When Flamengo and their rock-star coach Jorge Jesus swept the Brazilian league and the 2019 Copa Libertadores, South America’s equivalent of the Champions League, in a final for the ages against River Plate with modern, high-pressing soccer, the rest of the world sat up and took notice. Could the Brazilian club break the glass ceiling of Europe’s super-club monopoly?
After all, since Russian billionaire Roman Abramovich acquired Chelsea in 2003 to kickstart the age of the super-clubs, that preserve belonged to Juventus, Bayern Munich and others, but never to a club outside the Old Continent – not to Egyptian giant Al Ahly with a fan base of 35 million, not to Buenos Aires behemoth Boca Juniors. But Flamengo, claiming 40 million fans, rooted in South America’s most powerful soccer economy, might be different. That 2019 season offered a glimpse of a brighter, more lucrative future.
On Saturday, Flamengo is back in the Copa Libertadores final, this time against defending champion and Brazilian rival Palmeiras from São Paulo; the super-club question ever more pertinent. Brazilian sports lawyer and former Flamengo director Marcos Motta believes the club has “all the ingredients” to become one. Flamengo was rather skeletal during Motta’s time at the club, but the austerity regime of previous president Eduardo Bandeira de Mello between 2013 and 2018 redressed the club’s catastrophic finances, reducing the level of indebtedness while augmenting revenue with a 2016 high of 648 million reais ($155 million).
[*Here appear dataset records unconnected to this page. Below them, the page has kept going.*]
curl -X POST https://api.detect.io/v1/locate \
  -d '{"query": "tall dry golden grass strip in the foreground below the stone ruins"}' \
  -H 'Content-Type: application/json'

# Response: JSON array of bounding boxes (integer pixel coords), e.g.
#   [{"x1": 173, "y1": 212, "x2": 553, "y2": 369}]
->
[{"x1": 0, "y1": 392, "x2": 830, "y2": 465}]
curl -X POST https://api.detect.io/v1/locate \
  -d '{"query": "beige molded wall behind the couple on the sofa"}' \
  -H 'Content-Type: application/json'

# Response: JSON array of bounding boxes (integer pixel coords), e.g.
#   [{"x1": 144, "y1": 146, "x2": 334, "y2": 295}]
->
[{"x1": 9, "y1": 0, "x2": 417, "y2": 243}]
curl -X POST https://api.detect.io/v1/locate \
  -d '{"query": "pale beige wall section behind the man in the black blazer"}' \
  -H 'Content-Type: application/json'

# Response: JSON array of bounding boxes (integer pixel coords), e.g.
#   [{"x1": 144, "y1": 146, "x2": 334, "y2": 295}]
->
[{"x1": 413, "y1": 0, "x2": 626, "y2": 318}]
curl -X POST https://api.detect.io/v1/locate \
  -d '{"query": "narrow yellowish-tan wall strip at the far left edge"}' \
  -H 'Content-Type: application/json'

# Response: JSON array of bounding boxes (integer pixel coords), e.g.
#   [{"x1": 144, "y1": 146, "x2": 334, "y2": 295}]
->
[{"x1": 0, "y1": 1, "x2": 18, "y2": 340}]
Since 2019, Flamengo’s operating model became even more aligned with the club’s seize, maximizing revenue ticketing, merchandise, membership, television income, and outgoing transfers. Flamengo introduced more membership categories, FlaTV+ and will open a state-of-the-art museum in 2022. Revenues skyrocketed: 939 million reais (€206,8 million) in 2019; 756 million reais (€128,6 million) in 2020 and this year the club projects to pass the 1 billion reais mark. The club has vowed to keep debts below 400 million reais (€62,8 million) by the end of 2021.
The Rio club is also pondering a takeover of Portuguese club Tondela in a first step to build a network of clubs, an idea driven by Flamengo’s vice president of finance Rodrigo Tostes. All of this corresponds with what is needed to build a super-club according to Motta: expansion, monetization365, fan engagement and data intelligence.
Today, Flamengo likes to think it is too big for Brazil, with Palmeiras and Atletico being the only other two clubs to pull away from the rest of the competition. That’s a dangerous assumption. Brazilian sports lawyer Pedro Trengrouse emphasizes that a healthy ecosystem is required for Flamengo to thrive. In his view, the organization of the Brazilian league, even though clubs are considering investments from various consortiums with private equity links, is too bare-bones. He says: “A chain is only as strong as its weakest link. Brazilian clubs will never be able to compete globally while the ecosystem of Brazilian soccer remains amateur.”
Across the Atlantic, the presence and power of the Champions League confronts Flamengo, and much of the rest of the world, with the economic realities of the game. It is impossible to compete with those riches. Even so, there is little denying that the club has taken steps forward. Flamengo returned to the top, and while it is notoriously difficult, if not impossible, to impose a hegemony in the Brazilian domestic game, the club is in a position of sheer power: it sells and attracts stars, and is nationwide supported by fiercely loyal fans.
Journalist and South American soccer expert Tim Vickery ponders: “What is the possible stepping stone that will allow them to genuinely become global giants? Infantino’s Club World Cup doesn’t offer enough. And with Brazil’s total domination of the Copa Libertadores, it is difficult to see what the rest of the continent can do.”
A solution could lie north. An American Super League, with Liga MX clubs and Major League Soccer franchises, could help Flamengo and other South American giants bridge the gap with European elite clubs, exploring and exploiting the flush American market. That’s perhaps a distant dream, with super league proposals ever under attack. For now, another Copa Libertadores victory will remind everyone that Flamengo is here to stay.